Benefits of volunteering

Adapted from Susan J Ellis of Energize Inc.

People volunteer for a wide variety of reasons, especially wanting to help others. But it’s also OK to want some benefits for yourself from volunteering.

Some people are uncomfortable with the notion that a volunteer “benefits” from doing volunteer work. There is a long tradition of seeing volunteering as a form of charity, based on altruism and selflessness. The best volunteering does involve the desire to serve others, but this does not exclude other motivations, as well.

Instead of considering volunteering as something you do for people who are not as fortunate as yourself, begin to think of it as an exchange.

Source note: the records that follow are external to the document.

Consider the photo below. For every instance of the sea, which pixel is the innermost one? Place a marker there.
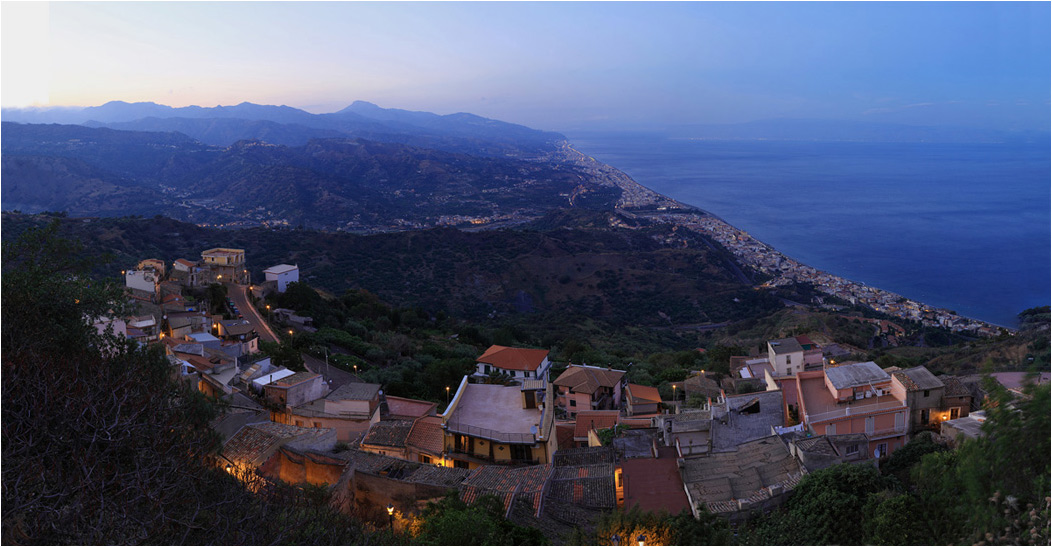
(959, 226)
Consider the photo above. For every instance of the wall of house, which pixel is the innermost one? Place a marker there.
(780, 364)
(346, 428)
(141, 280)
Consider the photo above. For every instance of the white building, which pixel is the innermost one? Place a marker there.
(142, 280)
(282, 275)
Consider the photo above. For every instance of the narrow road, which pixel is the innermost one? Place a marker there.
(239, 294)
(334, 377)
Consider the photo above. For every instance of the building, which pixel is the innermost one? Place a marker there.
(282, 275)
(786, 356)
(754, 475)
(425, 441)
(641, 400)
(296, 389)
(854, 399)
(155, 264)
(583, 387)
(588, 424)
(144, 280)
(514, 362)
(494, 424)
(227, 264)
(924, 394)
(349, 409)
(388, 438)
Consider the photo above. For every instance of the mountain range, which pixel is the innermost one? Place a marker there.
(363, 168)
(224, 125)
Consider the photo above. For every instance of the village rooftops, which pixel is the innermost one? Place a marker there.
(388, 433)
(588, 379)
(496, 412)
(513, 358)
(729, 482)
(426, 434)
(295, 379)
(820, 405)
(279, 269)
(918, 378)
(355, 391)
(588, 420)
(644, 394)
(786, 345)
(399, 406)
(856, 375)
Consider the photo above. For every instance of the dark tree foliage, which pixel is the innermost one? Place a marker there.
(101, 445)
(826, 508)
(452, 522)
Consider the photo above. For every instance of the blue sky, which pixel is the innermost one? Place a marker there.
(552, 65)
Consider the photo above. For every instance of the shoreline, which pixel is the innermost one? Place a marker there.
(754, 254)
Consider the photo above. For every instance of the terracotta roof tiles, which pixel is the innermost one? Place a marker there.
(513, 358)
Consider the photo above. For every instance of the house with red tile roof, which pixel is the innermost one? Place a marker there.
(583, 387)
(589, 422)
(516, 362)
(854, 399)
(424, 442)
(400, 407)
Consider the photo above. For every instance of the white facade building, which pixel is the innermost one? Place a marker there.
(282, 275)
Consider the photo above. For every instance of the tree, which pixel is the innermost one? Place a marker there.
(824, 508)
(452, 522)
(101, 445)
(283, 353)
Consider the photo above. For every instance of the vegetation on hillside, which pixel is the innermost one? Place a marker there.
(992, 490)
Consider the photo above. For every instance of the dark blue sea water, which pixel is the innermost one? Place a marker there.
(961, 226)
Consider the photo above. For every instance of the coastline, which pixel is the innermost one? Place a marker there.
(754, 254)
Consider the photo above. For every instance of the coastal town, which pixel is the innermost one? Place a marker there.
(751, 252)
(559, 444)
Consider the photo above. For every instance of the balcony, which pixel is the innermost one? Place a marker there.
(486, 460)
(855, 409)
(491, 434)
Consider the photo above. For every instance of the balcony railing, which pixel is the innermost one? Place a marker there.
(856, 409)
(490, 434)
(465, 454)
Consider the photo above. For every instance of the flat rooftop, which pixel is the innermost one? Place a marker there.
(816, 401)
(856, 375)
(493, 408)
(742, 427)
(654, 484)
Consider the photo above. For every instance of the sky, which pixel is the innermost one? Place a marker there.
(550, 65)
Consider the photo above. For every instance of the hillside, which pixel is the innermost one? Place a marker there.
(575, 265)
(347, 184)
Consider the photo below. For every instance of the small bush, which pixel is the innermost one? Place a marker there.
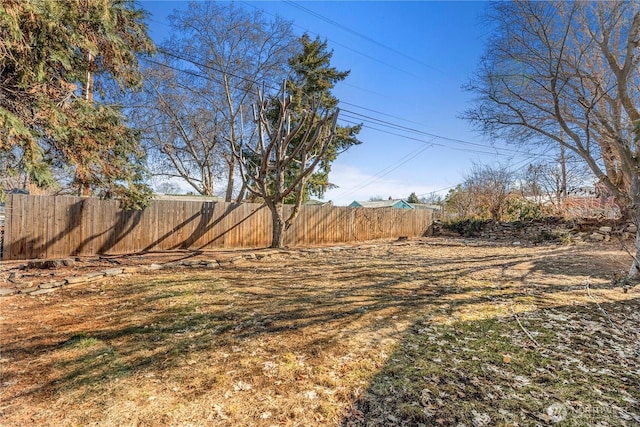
(466, 227)
(519, 209)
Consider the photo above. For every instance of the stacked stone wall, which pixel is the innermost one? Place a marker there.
(552, 229)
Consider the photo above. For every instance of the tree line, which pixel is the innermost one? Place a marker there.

Consider that most people find themselves in need at some point in their lives. So today you may be the person with the ability to help, but tomorrow you may be the recipient of someone else’s volunteer effort. Even now you might be on both sides of the service cycle: maybe you are a tutor for someone who can’t read, while last month the volunteer ambulance corps rushed you to the emergency room. Volunteering also includes “self-help.” So if you are active in your neighborhood crime watch, your home is protected while you protect your neighbors’ homes, too. Adding your effort to the work of others makes everyone’s lives better.

Your Motivations

Think about how much you receive when you give and consider why you want to volunteer. You may have several different reasons; however, they tend to fall into three categories: Usefulness, Competency and Sense of Belonging.  Here are just a few of the many possible motivations identified by other volunteers:

Usefulness

  • To demonstrate commitment to a cause/belief
  • To do your civic duty
  • To help a cause they believe in
  • Satisfaction from accomplishment
  • To keep busy
  • For recognition
  • Because there is no one else
  • As therapy
  • To do something different from your job
  • For Fun!
  • To have an excuse to do what you love
  • To help a friend or relative
  • To assure progress
  • To feel good
  • Because you were asked
  • To be an agent for change
  • To help someone
  • Because of personal experience

Competency

  • To share a skill
  • To gain leadership
  • To have an impact
  • For freedom of schedule
  • To donate your professional skills
  • To test yourself
  • To be challenged
  • To explore a career
  • To keep skills alive
  • To be able to criticize
  • To build your resume
  • To earn academic credit

Sense of Belonging

  • To get to know a community
  • Because of pressure from a friend or relative
  • To repay a debt
  • To learn something new
  • To become an “insider”
  • To gain status
  • To act out a fantasy
  • To feel proud
  • To be a part of a team
  • To stand up and be counted
  • To make new friends
  • For religious reasons
  • To feel needed
  • To be a watchdog
  • Because an agency is geographically close
  • Support family activities
  • Meet new people

You will probably have some special reasons of your own. Remember that the motivations you have to select the place to offer your services may not be the reasons why you stay. Once you’re on the volunteer job, you will continue to serve as long as you feel that your efforts are accomplishing something, that your talents are appreciated, and that you make a difference. And if you also like the people with whom you work, so much the better!

As long as you are truly serving through your volunteer work, isn’t it wonderful that such an exchange occurs? In fact, it tends to strengthen your commitment to volunteering when you can see the benefits to both the recipient of your efforts and to yourself. And it is much more comfortable than “charity” because it upholds the self-esteem of those with whom you volunteer.

We are a Thunderstorm

We are single drops of rain falling silently into the dust, offering scant promise of moisture to the thirsty land.

But together, we can nourish the earth and revive its hopes and dreams.